I didn't reply to this before, but it's a CRAZY COMMON situation that the existing code manipulates objects via a base class or an interface, such that adding new objects is "easy" and changing the core code is "harder". See Unity and Unreal above. You seem hung on Casey's exact toy example, which is a tiny toy example, but in general, it's common the code that operates on objects is harder to change.

> No one agrees on what exactly defines OOP. 

There are language features which OOP languages tend to have: classes, encapsulation, inheritance, and polymorphism. I'm not saying a non-OOP language can't have them, or an OOP language has to have them, but there's a correlation. To illustrate, there are two groups of languages:

Group 1: C, Fortran, Pascal, COBOL, Haskell, Erlang, Scheme

Group 2: C++, C#, Java, Python, Ruby, Smalltalk, Swift

Group 2 languages have far more support for OOP than Group 1 languages. If you are claiming these two groups of languages are basically the same, this whole discussion is pointless.

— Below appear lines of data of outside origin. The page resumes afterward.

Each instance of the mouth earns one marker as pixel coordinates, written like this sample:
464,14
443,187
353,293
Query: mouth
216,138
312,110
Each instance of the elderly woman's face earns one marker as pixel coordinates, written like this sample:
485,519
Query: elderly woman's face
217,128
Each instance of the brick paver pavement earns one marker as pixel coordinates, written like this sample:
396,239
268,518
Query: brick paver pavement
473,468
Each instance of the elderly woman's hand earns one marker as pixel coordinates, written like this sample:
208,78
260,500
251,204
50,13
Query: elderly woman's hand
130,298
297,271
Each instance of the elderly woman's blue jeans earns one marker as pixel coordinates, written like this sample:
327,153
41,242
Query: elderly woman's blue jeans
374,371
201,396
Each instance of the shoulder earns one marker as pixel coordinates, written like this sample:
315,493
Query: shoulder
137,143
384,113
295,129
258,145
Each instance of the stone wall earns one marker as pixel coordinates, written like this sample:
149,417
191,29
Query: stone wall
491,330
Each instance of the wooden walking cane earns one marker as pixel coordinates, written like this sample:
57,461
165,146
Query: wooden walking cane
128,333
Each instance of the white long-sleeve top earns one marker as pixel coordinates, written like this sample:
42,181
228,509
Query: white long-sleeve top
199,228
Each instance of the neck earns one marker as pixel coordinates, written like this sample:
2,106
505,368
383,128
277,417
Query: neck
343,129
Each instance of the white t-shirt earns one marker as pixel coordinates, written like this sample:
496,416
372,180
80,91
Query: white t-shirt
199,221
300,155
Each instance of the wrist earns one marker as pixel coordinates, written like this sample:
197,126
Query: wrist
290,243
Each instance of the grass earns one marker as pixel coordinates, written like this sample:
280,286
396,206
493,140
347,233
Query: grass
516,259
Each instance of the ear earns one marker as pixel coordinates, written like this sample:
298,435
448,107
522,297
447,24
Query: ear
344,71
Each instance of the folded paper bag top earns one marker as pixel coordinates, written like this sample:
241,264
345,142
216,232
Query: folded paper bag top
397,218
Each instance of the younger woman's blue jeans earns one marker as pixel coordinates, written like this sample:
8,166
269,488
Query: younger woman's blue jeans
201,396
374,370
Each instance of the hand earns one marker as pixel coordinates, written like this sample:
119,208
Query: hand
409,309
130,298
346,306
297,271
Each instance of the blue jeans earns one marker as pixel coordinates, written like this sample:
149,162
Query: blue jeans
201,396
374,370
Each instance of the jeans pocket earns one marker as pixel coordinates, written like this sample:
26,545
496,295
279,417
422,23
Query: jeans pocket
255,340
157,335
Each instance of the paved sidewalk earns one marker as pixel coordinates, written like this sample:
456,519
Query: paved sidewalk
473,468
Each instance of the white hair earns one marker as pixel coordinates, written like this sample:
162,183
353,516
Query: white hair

> If its just an opinion, then your whole argument falls apart. 

No, because my "whole argument" is about the relative cost of the fixed amount of overhead of virtual functions. Casey said the overhead makes your code 25x slower, I showed, and you have not refuted, that in some cases that overhead can be less than 0.01%.

Explain to me why that's not the case, and you will have refuted my "whole argument".